21 uint64_t overlap = index_ - first_index;
22 data = data.substr( overlap );
23 first_index = index_;
24 }
25 if ( first_index >= index_ + writer_inst.available_capacity() ) { // ...[...]..(...)...
26 return;
27 }
28 if ( first_index + data.size() > index_ + writer_inst.available_capacity() ) { // ...[..(.]..)...
29 uint64_t left = index_ + writer_inst.available_capacity() - first_index;
30 data = data.substr( 0, left );
31 }
32
33 // ----- Check for internal overlaps -----
34 auto it = buffer_.lower_bound( first_index );
35 if ( it == buffer_.end() || it->first > first_index ) {
36 it = buffer_.insert( { first_index, std::move( data ) } ).first;
37 if ( it != buffer_.begin() ) {
38 it--; // now `it` is the previous one
39 }
40 } else {
41 if ( data.size() > it->second.size() ) {
42 // it->second = std::move( data );
43 it->second += data.substr( it->second.size() );
44 } else {
45 // it->second = std::move( data ) + it->second.substr( data.size() );
46 }
47 }
48 auto nxt = std::next( it );
49 while ( nxt != buffer_.end() ) {
50 if ( it->first + it->second.size() >= nxt->first ) {
51 if ( it->first + it->second.size() < nxt->first + nxt->second.size() ) {
52 // overlapping but not fully included, merge them
53 it->second += nxt->second.substr( it->first + it->second.size() - nxt->first );
54 }
55 nxt = buffer_.erase( nxt );
56 } else {
57 break;
58 }
59 }
60
61 // ----- Now we can write out -----
62 while ( !buffer_.empty() && buffer_.begin()->first == index_ ) {
63 it = buffer_.begin();
64 uint64_t len = it->second.size();
65 writer_inst.push( std::move( it->second ) );
66 index_ += len;
67 buffer_.erase( buffer_.begin() );
68 }
69
70 if ( eof_ == index_ ) {
71 writer_inst.close();
72 }
73}
74
75// How many bytes are stored in the Reassembler itself?
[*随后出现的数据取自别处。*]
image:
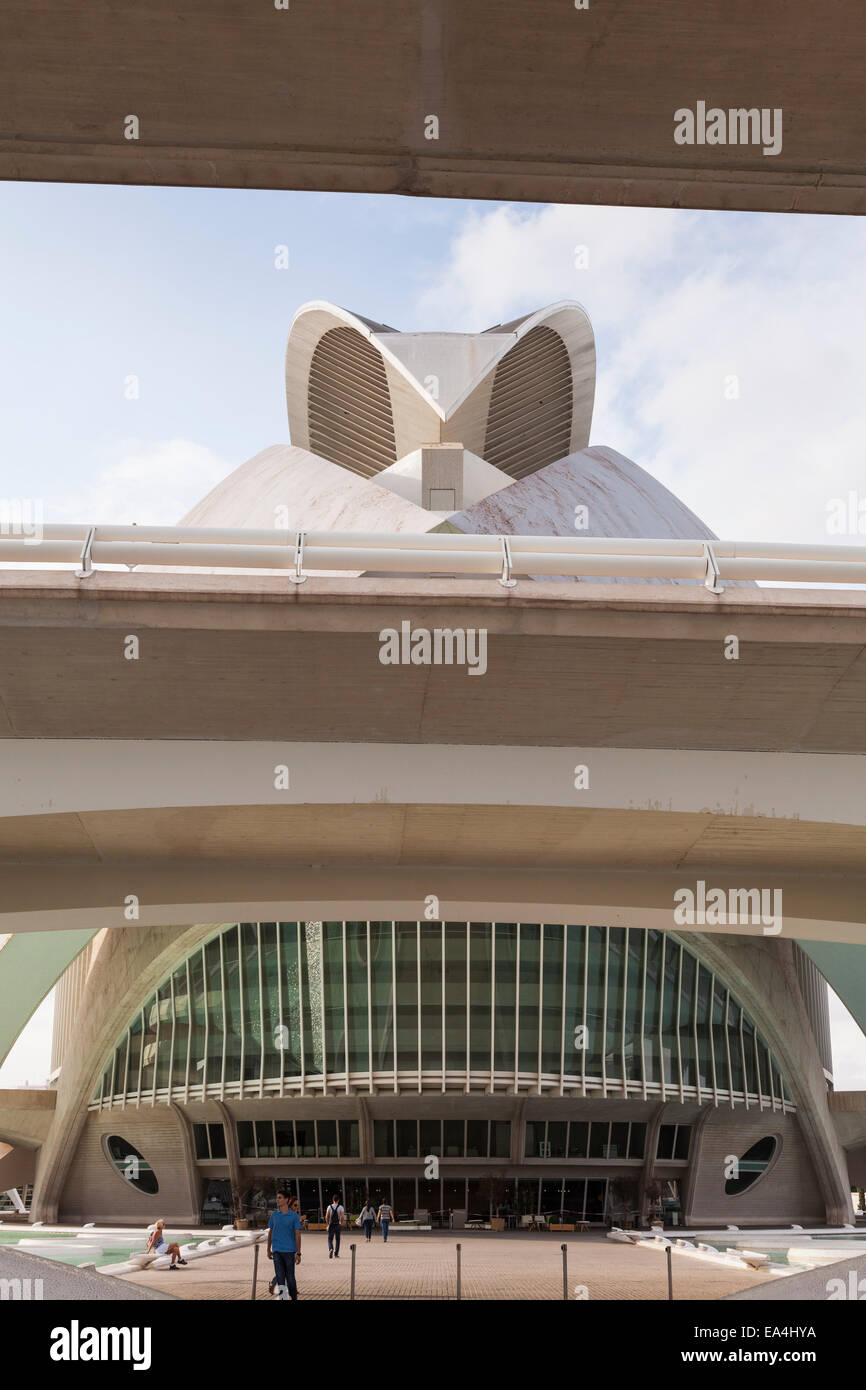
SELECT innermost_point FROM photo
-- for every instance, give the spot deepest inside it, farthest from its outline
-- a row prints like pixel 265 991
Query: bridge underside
pixel 341 97
pixel 609 756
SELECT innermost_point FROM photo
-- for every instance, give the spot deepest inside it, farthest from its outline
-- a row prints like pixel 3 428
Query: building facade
pixel 455 1068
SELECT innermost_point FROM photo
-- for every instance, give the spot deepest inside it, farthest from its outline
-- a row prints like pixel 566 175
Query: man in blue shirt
pixel 284 1244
76// This function is for testing only; don't add extra state to support it.
77uint64_t Reassembler::count_bytes_pending() const
78{
79 uint64_t count = 0;
80 for ( const auto& [index, str] : buffer_ ) {
81 count += str.size();
82 }
83 return count;
84}性能数据如下:
Start 40: reassembler_speed_test
Reassembler throughput (no overlap): 178.15 Gbit/s
Reassembler throughput (10x overlap): 22.91 Gbit/s
18/18 Test #40: reassembler_speed_test ........... Passed 0.26 sec作业文档里说 A top-of-the-line Reassembler will achieve 10 Gbit/s,可能是我的电脑太新了。